5. What can we do to help support your learning and your preparation for the next exam?
(From Ambrose, et al, 2010)
II. Have students submit a self-evaluation of an assignment.
Walvoord and Anderson (2010) encourage faculty to save time grading by finding out what the student already knows. “Why spend time writing comments about a students paper’s focus when the student, if asked would respond, ‘Oh, I knew the paper wasn’t well focused’? How can you tap this student information? One strategy is to ask them to submit a half-page evaluation of their work” (Walvoord and Anderson, 2010).
|Student Check Sheet for Literary Critical Essay
_____ I read the short story at least twice.
_____ I revised this essay at least once.
_____ I spent at least five hours on this essay.
_____ I started work on this essay at least three days ago.
_____ I have tried to do my best work on this essay.
_____ I have used the grading criteria in the assignment sheet to check and revise my work.
_____ I proofread the essay at least twice for grammar and punctuation.
_____ I asked at least one other person to proofread the essay.
_____ I ran the essay through a spelling check.
_____ If I were to revise this paper again, I would . . .
(From Walvoord and Anderson, 2010)
III. Have students correct their own homework using an instructor created key.
If your class has daily homework, spending time making a key for students can be more time efficient than grading the homework. Students also like grading their work because they get immediate insight into their errors without having to wait a week to get the graded homework returned. Nelta Edwards (2007) uses self-grading in a social statistics course:
“At the start of each class for which homework is due, I hand out a key for the assigned problems. I print each key on different colored paper, as far as paper choices permit. I walk the class through each homework problem as students compare their own work with the key. I ask them to correct mistakes on their work with different colored writing utensils. Students score each problem on scale from 0 to 4 (0 for no attempt; 1, 2, and 3 for an answer in between; and 4 for perfect).

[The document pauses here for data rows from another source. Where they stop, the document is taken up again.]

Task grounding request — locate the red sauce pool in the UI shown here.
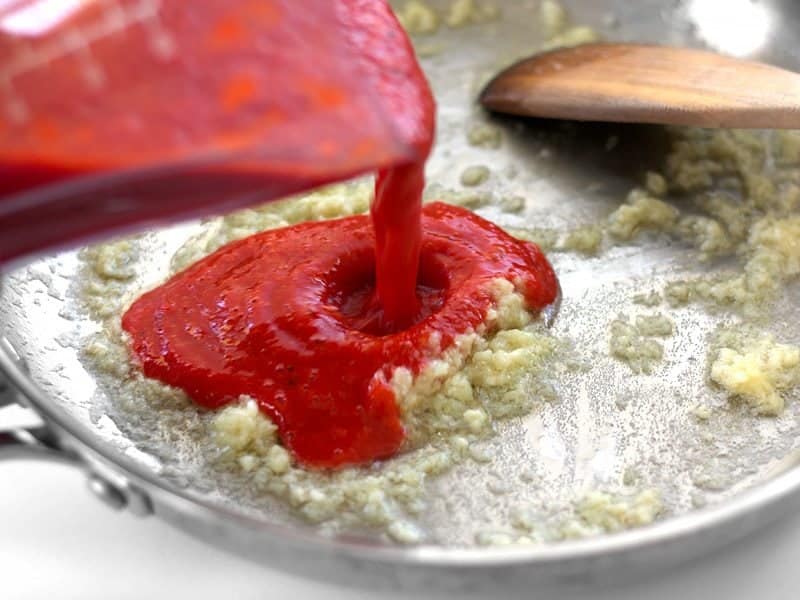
[122,203,558,468]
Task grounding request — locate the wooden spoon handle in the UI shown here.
[480,44,800,129]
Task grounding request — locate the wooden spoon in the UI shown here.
[480,44,800,129]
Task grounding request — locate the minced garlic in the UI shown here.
[709,331,800,416]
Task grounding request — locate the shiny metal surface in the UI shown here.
[0,0,800,590]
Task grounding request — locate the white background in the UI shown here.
[0,461,800,600]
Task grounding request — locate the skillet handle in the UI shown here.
[0,426,79,464]
[0,373,78,463]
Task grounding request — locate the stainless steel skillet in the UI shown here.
[0,0,800,590]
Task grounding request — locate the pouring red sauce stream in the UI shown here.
[0,0,558,468]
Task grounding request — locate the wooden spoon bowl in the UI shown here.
[480,44,800,129]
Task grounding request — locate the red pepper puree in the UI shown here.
[122,198,558,467]
[122,0,558,468]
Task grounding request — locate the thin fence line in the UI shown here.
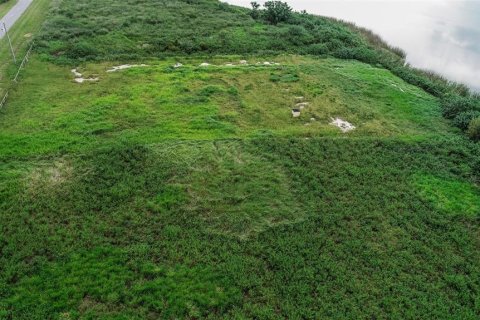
[0,41,35,110]
[13,41,35,82]
[0,90,8,109]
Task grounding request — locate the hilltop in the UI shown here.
[0,0,480,319]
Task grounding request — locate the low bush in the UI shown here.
[468,117,480,141]
[453,110,480,131]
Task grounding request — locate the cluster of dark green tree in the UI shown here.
[38,0,480,139]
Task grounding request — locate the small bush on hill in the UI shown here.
[442,95,478,119]
[453,110,480,131]
[263,1,292,24]
[468,117,480,141]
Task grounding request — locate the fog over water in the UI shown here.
[224,0,480,91]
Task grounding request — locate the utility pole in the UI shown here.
[3,21,17,63]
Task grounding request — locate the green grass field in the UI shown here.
[0,1,480,320]
[0,0,18,17]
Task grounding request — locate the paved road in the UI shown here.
[0,0,33,39]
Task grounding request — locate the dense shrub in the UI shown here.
[263,1,292,24]
[468,117,480,141]
[442,95,479,119]
[453,110,480,130]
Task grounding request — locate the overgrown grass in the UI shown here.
[0,137,480,319]
[0,0,18,18]
[0,0,480,320]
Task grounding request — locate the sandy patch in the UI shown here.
[107,64,148,72]
[71,69,100,83]
[330,118,356,133]
[295,102,309,110]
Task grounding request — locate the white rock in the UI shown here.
[330,118,356,133]
[107,64,148,72]
[295,102,309,110]
[75,78,100,83]
[72,69,82,78]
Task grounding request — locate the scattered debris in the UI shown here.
[391,83,405,92]
[107,64,148,72]
[72,69,82,78]
[330,118,356,133]
[71,69,100,83]
[75,78,100,83]
[295,102,309,110]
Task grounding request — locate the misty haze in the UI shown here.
[226,0,480,91]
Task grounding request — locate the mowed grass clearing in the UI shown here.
[0,56,451,159]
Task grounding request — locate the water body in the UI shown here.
[225,0,480,92]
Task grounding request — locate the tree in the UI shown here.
[263,1,292,24]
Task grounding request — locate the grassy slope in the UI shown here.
[0,0,480,319]
[0,0,18,17]
[0,0,52,92]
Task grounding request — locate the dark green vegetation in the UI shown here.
[0,0,480,320]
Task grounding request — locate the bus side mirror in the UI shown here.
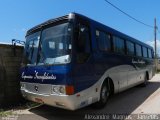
[12,39,25,56]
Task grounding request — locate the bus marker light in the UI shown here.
[35,98,44,104]
[66,86,74,95]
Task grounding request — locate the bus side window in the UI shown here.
[77,24,91,63]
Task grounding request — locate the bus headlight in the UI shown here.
[20,83,25,90]
[52,85,66,95]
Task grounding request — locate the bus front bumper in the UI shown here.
[21,89,81,110]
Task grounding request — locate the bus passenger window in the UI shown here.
[143,47,148,58]
[96,30,111,51]
[136,44,142,57]
[148,49,152,58]
[113,36,125,54]
[126,41,135,55]
[77,24,90,63]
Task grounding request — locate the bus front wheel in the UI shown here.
[94,83,110,108]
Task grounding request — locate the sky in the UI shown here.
[0,0,160,54]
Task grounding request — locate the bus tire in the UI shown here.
[94,82,110,109]
[141,73,148,87]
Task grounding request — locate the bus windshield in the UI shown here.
[22,23,72,65]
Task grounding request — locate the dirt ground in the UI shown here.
[0,74,160,120]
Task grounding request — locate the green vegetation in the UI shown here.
[157,70,160,73]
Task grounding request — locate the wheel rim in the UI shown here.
[101,86,109,103]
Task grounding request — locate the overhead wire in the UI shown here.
[104,0,154,28]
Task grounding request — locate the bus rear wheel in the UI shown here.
[94,83,110,108]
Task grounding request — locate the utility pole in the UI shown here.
[154,18,157,72]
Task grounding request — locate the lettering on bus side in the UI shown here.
[21,71,56,80]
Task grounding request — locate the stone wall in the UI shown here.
[0,44,23,106]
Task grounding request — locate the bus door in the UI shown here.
[73,22,94,92]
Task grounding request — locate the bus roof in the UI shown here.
[27,12,153,49]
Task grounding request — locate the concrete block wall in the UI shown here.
[0,44,23,106]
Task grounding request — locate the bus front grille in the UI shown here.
[25,83,51,95]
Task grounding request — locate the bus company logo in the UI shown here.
[21,71,56,81]
[132,59,146,64]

For each problem with a score of less than 4, I ask students to write a note about what they missed, such as “math error” or “wrong test statistic.” Students write their scores next to each problem and the score for the whole assignment at the top of the front page. Self-grading the homework usually takes between ten and twenty minutes, depending on the number of questions students ask during the process and the number of problems assigned. I collect the student-graded work and spend the rest of the class period on the next topic.” (Edwards, 2007)
Ambrose, S A., Bridges, M. W., DiPietro, M., Lovett, M. C. & Noman, M. K. (2010). How learning works: seven research-based principles for smart teaching. San Francisco: Jossey-Bass.
Edwards, N. M. (2007). Student self-grading in social statistics. College Teaching, 55(2), 72-76.
McKeachie, W. J., & Svinicki, M. D. (2005). McKeachie's teaching tips: strategies, research and theory for college and university teachers. Boston: Houghton Mifflin.
Senge, P. (2000). Schools that learn: a fifth discipline fieldbook for educators, parents, and everyone who cares about education. New York: Doubleday.
Walvoord, B.E. & Anderson, J. A. (2010). Effective grading: a tool for Learning and assessment in college. San Francisco: Jossey-Bass.